Enquanto por cá pessoas vão morrendo devido a um lento e agonizante desmantelamento do Serviço Nacional de Saúde e na Grécia o partido Syriza, recém eleito, se prepara para ensaiar testes anti-austeridade saindo do marasmo corrente que até já tem nome (TINA – “There is no alternative”), a Midas Filmes, prolongando o espírito da sua recente programação dedicado à memória da 2ª Guerra Mundial e com um olhar atento e irónico sobre a actualidade decidiu agora estrear The Spirit of 45 (O Espírito de 45, 2013) de Ken Loach. Este é um documentário que, através de imagens de arquivo e entrevista a algumas as pessoas que viveram o pós-guerra, procura retratar o período de reconstrução da Grã-Bretanha sob a liderança do Partido Trabalhista do então líder Clement Attlee.
Numa recente entrevista o realizador português Miguel Gomes dizia: “Os filmes militantes apresentam, quanto a mim, um problema idêntico ao das testemunhas de Jeová: querem converter-nos.” Ken Loach, um dos cineastas mais premiados de todo o mundo, à beira das oito décadas de vida, tinha então dez anos quando começou este período de renascimento. Ken Loach sentiu esse “espírito” de comunidade, de bem comum, que dá nome ao filme. Sentiu provavelmente o cheiro da escassa comida a caminho de casa, compartilhou da dor da morte de crianças suas amigas em tempo de privação ou soube de situações parecidas àquela que narra um dos senhores entrevistados quando teve se de deitar, em criança, numa cama com centenas de pulgas.
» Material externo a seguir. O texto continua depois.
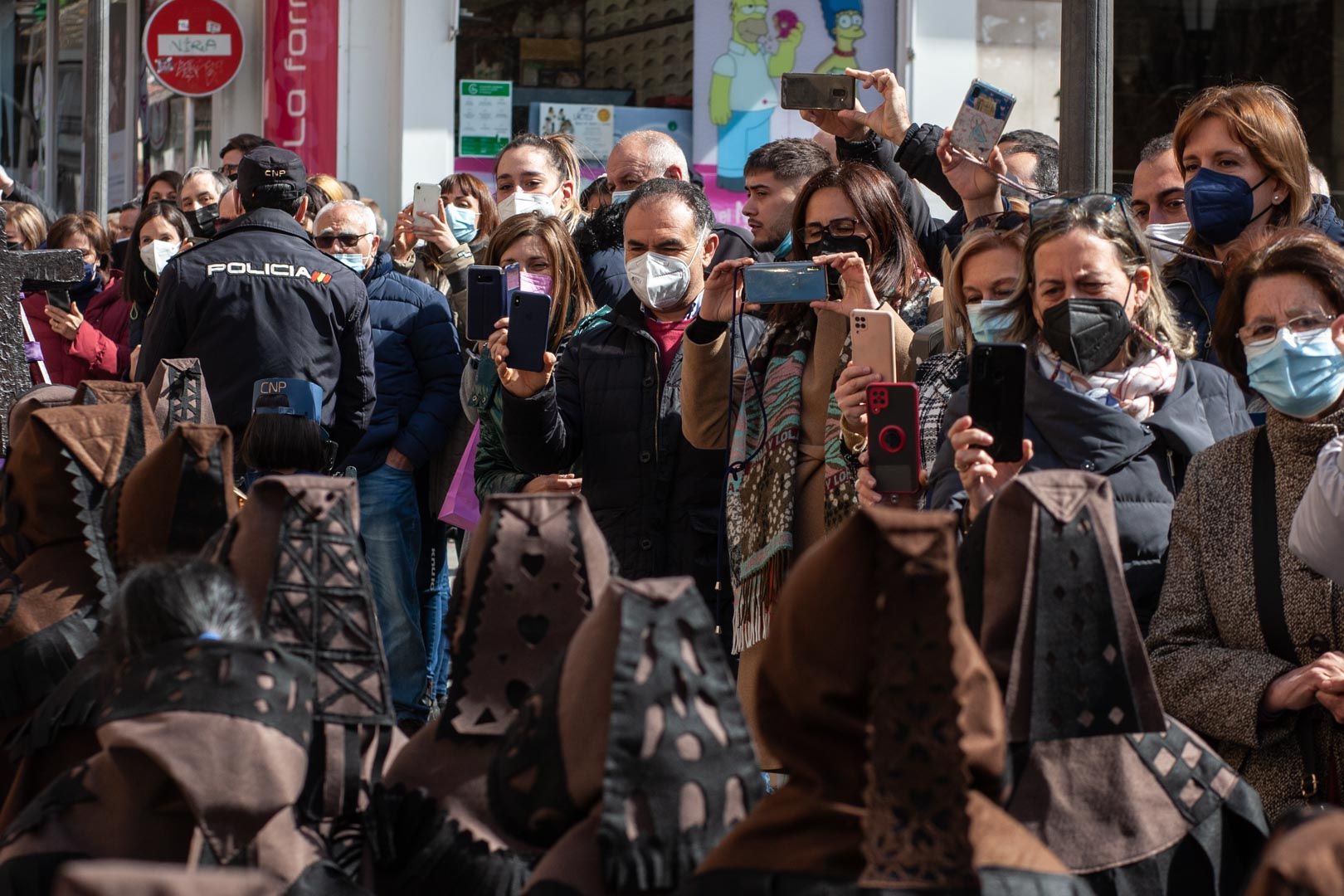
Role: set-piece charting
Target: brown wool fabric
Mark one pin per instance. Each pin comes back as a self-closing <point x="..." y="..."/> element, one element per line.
<point x="295" y="548"/>
<point x="645" y="676"/>
<point x="178" y="497"/>
<point x="179" y="394"/>
<point x="878" y="648"/>
<point x="147" y="879"/>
Era o que havia.
Loach quer assegurar-se que constrói na mente do espectador a sua própria certeza: a de que o geist dos anos pós-Churchill, com a edificação do Estado Social do qual o Serviço Nacional de Saúde foi uma das bandeiras, foram o melhor período da história recente do seu país. Para isso convencionaliza, usa música dramática em momentos dramáticos, dá-nos os episódios de terror e de solidariedade, avança sector a sector, à medida que o governo os ia nacionalizado e assim reconstruía o tecido social britânico. A fabricação deste espírito surge, claro, da convicção da ausência de espírito do presente. É preciso lembrar hoje então um período onde havia saúde, habitação e transportes públicos para todos, onde se acreditava naquilo que agora anda à venda: o Estado Social. Nesta missão o raciocínio de Ken Loach é o activismo da nostalgia, na esperança de que, se olharmos aquele passado com admiração, ele irá regressar como concretização de um qualquer sonho, de reactualização daquele no presente.
Não há que negar que The Spirit of 45 é um filme importante sobretudo quando confrontado com a estratégia que Loach descreve depois (e que Naomi Klein inclui também como um dos exemplos da “doutrina de choque“): o poder desregulador que viria pelas mãos de Margaret Tatcher. Sobretudo porque há em confronto duas situações semelhantes mas opostas. Semelhantes pois quer nas doutrinas de choque de imposição do neoliberalismo e das teorias de Milton Friedman, quer na construção do Estado Social na Grã-Bretanha, foi necessário um cenário de “crise”. Opostas uma vez que na primeira o baluarte é dado ao indivíduo (e à sua “liberdade”) e no segundo o objectivo se liga à reconstrução de uma sociedade, de um sistema comum.
Diga-se por fim que se falta anarquia à intenção do cineasta britânico [como acontece com Film Socialisme (Filme Socialismo, 2010), de Jean-Luc Godard, na óbvia mas impossível comparação], essa “austeridade” do filme é atenuada por um loop mais interessante do que o que se viaja do passado maravilhoso ao presente desgraçado. Ele é feito dos rostos das crianças ao rosto dos velhos a contar ora a mesma desgraça ora o mesmo deslumbramento. É nessa ligação entre o lírico e o documental que ameaça revelar-se finalmente o espírito de 45 que Loach tanto procura.